Linear and Non-Linear Rheology - Doing it Wrong and Right

Today's post features original rheology data. I can't really call it origianl research, as it is something that is not surprising in the least, but at the same time too, it is something that I have never seen formally documented. It's been nagging at me for a while, so I thought I would give it a run on some polystyrene sitting around the lab and see what happens.

Whenever I get a new sample in for rheological characterization, the first screen that I run is a strain sweep, such as you see here.

At low strains, the storage modulus, G', stays constant, but at higher strains, G' begins to drop. (Need a primer on G'? You can get it right here.) The flat section is the linear deformation region and is very important to many rheological measurements. Typically, once a sample is put into the rheometer, you expose it to multiple measurements (various strains or strain rates and all at one or more temperatures). But at the same time, polymers have a "memory" of how they have been previously deformed. They do not relax instantaneously, but can need seconds, minutes, hours or even in extreme cases, days and years to relax. So how can we resolve this dilemma of a polymer that remembers with multiple measurements on the same sample? By working in the linear region. In the linear region, the deformations are small enough that what happens in one measurement will not influence what occurs in the next. So by looking at the plot above, you can see that for this particular polymer, a strain of about 50% or less will still be in the linear region.

Rheometers, like pretty much any analytical equipment these days, are computer controlled. The plot above was made using the strain sweep program which starts at the lowest strain measurements and increases the strain over time automatically. A sweep like this is done in about 2 minutes depending on how much the strain is increased between measurements.

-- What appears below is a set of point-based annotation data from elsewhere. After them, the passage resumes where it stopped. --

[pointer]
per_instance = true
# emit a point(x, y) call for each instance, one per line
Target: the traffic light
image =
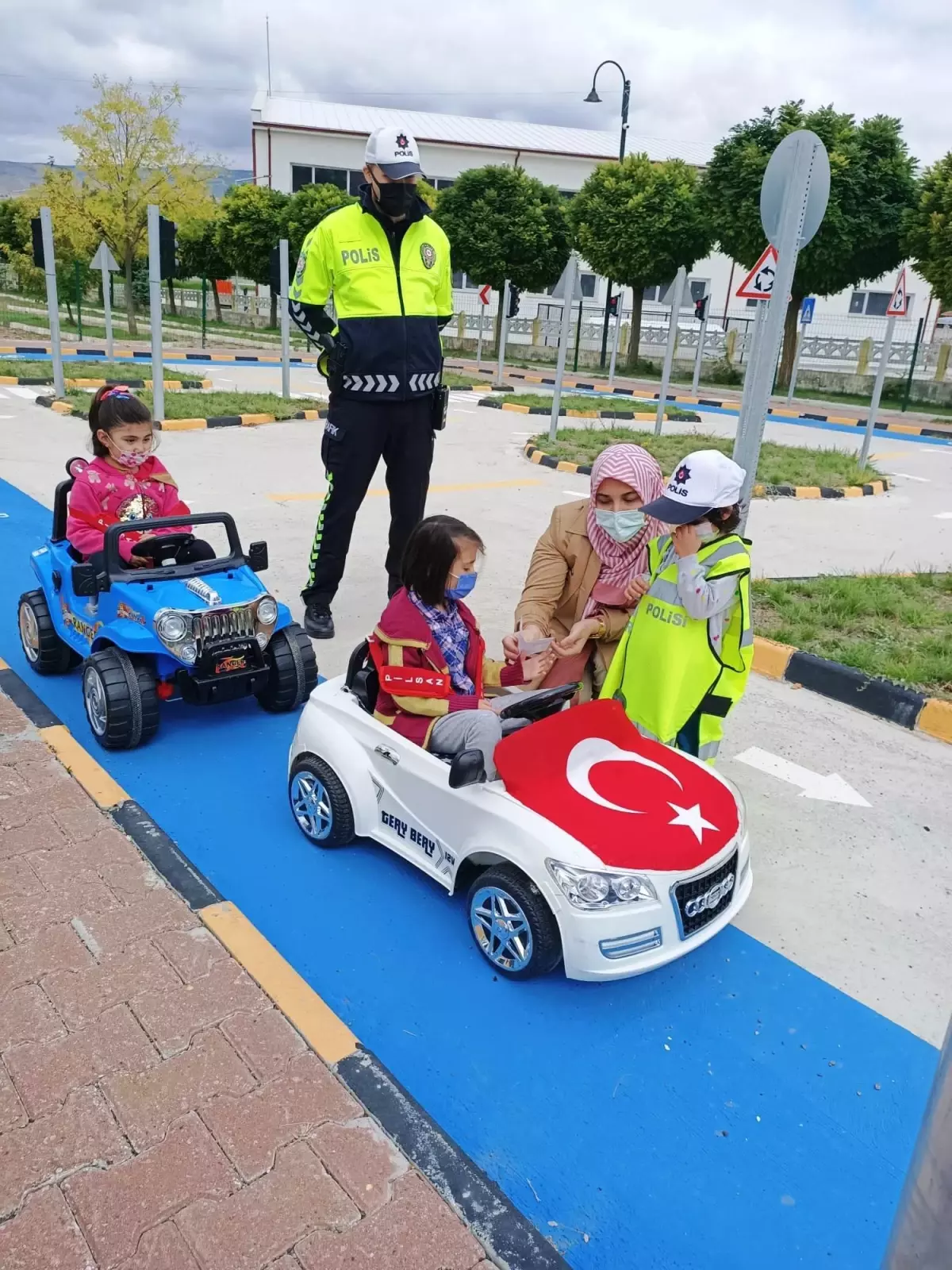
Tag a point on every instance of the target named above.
point(36, 228)
point(167, 248)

The problem with the output above is that it is wrong. Or at least, the nonlinear region is wrong. Why? For the reasons I gave above. Once the strains are high enough to result in nonlinear deformations, then the sample still has memory of that deformation while the next measurement is being started.

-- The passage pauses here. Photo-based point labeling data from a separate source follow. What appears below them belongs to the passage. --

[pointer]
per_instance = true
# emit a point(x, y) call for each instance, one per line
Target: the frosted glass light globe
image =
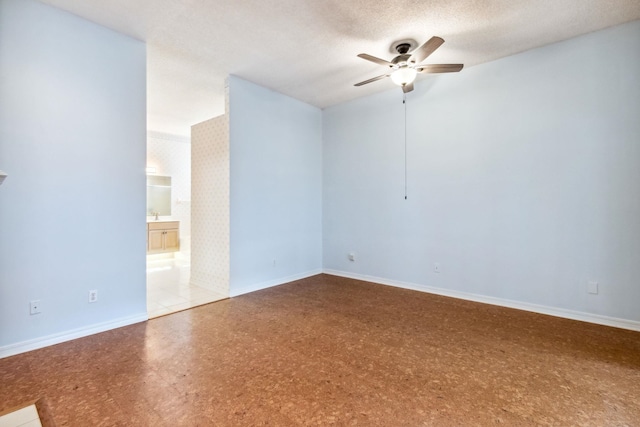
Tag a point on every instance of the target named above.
point(404, 76)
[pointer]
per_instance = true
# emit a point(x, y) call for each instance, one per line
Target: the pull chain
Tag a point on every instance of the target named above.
point(404, 102)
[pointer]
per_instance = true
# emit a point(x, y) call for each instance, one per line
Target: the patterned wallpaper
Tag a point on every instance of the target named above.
point(171, 156)
point(210, 204)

The plot below shows the same data as before, but also shows additional data in the nonlinear region.

Each of those samples was taken by putting a new sample into the rheometer for each measurement. (A big hassle, let me tell you.) As expected, there is a difference. With the continuous sweep, the deformed polymer is already shear-thinning does not recover from that state before the next measurement begins. Hence the next measurements show more shear-thinning than actually is present.

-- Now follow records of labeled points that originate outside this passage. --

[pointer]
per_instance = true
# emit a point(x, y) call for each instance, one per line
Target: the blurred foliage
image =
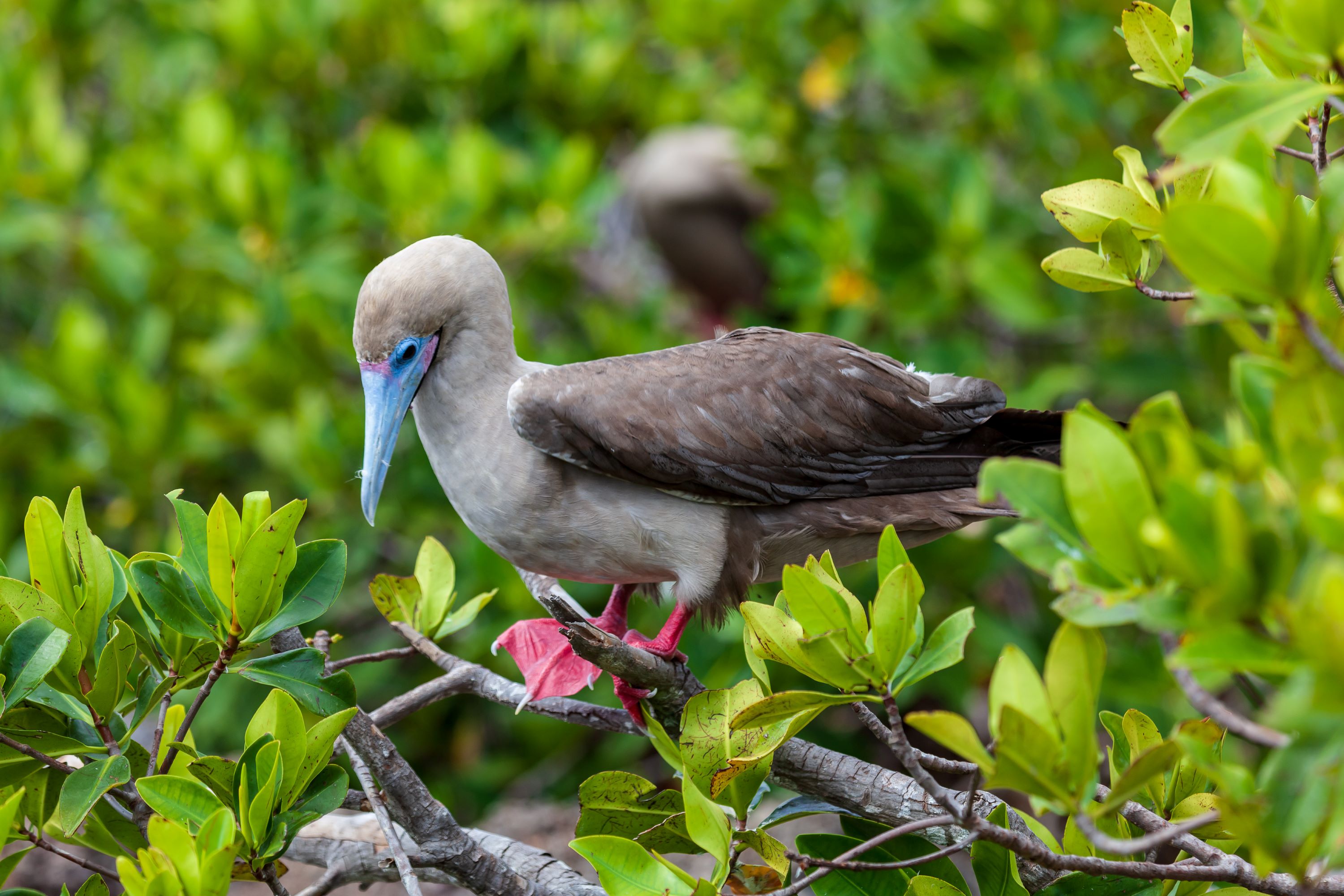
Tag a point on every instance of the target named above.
point(191, 193)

One last plot. This is the same as before, but has a third set of data that is a combination of the two measurement options.

It was made with a single sample, but each measurement was made 60 seconds after the previous one. At the lower strains, G' tracks what happened with the individual samples, but at the highest strains, it begins to drop below that curve, just as the continuous sweep data does. This says to me that the 60 second interval is enough time for the polymer to relax from small nonlinear deformations, but not the large ones.

All in all, this is what I expected to see, but as I said initially, I've never seen these actual plots - just an admonition to work in the linear region. If you ever wanted proof for that guidance, now you have it. That said, LAOS (Large Amplitude Oscillatory Spectroscopy) is a very active research area that is in fact making measurements in the nonlinear region. From what I've read of it, I'm not even sure that the single point measurements that I made are that correct either.